Open
Description
reproducer:
# /// script
# dependencies = [
# "zarr == 2.18",
# "numpy == 2.2",
# "numcodecs == 0.15.0",
# ]
# ///
import numpy as np
import zarr
import numcodecs
arr = zarr.create(store={}, shape=(10,), dtype=np.dtypes.StringDType(), object_codec=numcodecs.VLenUTF8())
print(arr[:])
Traceback (most recent call last):
File "/home/bennettd/.cache/uv/archive-v0/Pv26IvD846wSGOG2rRA48/lib/python3.11/site-packages/zarr/meta.py", line 118, in decode_array_metadata
dtype = cls.decode_dtype(meta["dtype"])
^^^^^^^^^^^^^^^^^^^^^^^^^^^^^^^
File "/home/bennettd/.cache/uv/archive-v0/Pv26IvD846wSGOG2rRA48/lib/python3.11/site-packages/zarr/meta.py", line 193, in decode_dtype
return np.dtype(d)
^^^^^^^^^^^
TypeError: data type '|T16' not understood
The above exception was the direct cause of the following exception:
Traceback (most recent call last):
File "/home/bennettd/dev/zarr-python/foo.py", line 12, in <module>
arr = zarr.create(store={}, shape=(10,), dtype=np.dtypes.StringDType(), object_codec=numcodecs.VLenUTF8())

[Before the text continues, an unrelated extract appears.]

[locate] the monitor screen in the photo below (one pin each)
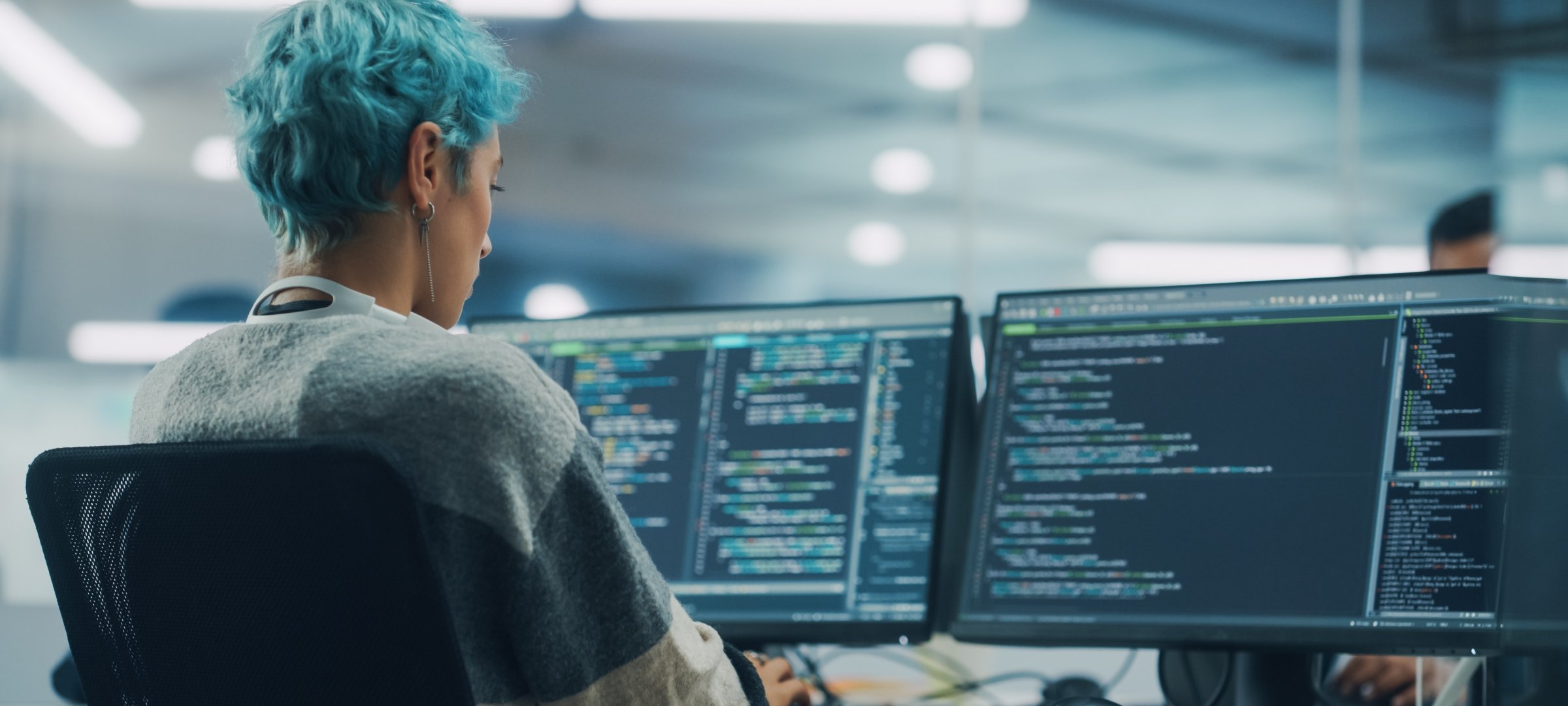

^^^^^^^^^^^^^^^^^^^^^^^^^^^^^^^^^^^^^^^^^^^^^^^^^^^^^^^^^^^^^^^^^^^^^^^^^^^^^^^^^^^^^^^^^^^^^^^^^^^^
File "/home/bennettd/.cache/uv/archive-v0/Pv26IvD846wSGOG2rRA48/lib/python3.11/site-packages/zarr/creation.py", line 227, in create
z = Array(
^^^^^^
File "/home/bennettd/.cache/uv/archive-v0/Pv26IvD846wSGOG2rRA48/lib/python3.11/site-packages/zarr/core.py", line 170, in __init__
self._load_metadata()
File "/home/bennettd/.cache/uv/archive-v0/Pv26IvD846wSGOG2rRA48/lib/python3.11/site-packages/zarr/core.py", line 193, in _load_metadata
self._load_metadata_nosync()
File "/home/bennettd/.cache/uv/archive-v0/Pv26IvD846wSGOG2rRA48/lib/python3.11/site-packages/zarr/core.py", line 207, in _load_metadata_nosync
meta = self._store._metadata_class.decode_array_metadata(meta_bytes)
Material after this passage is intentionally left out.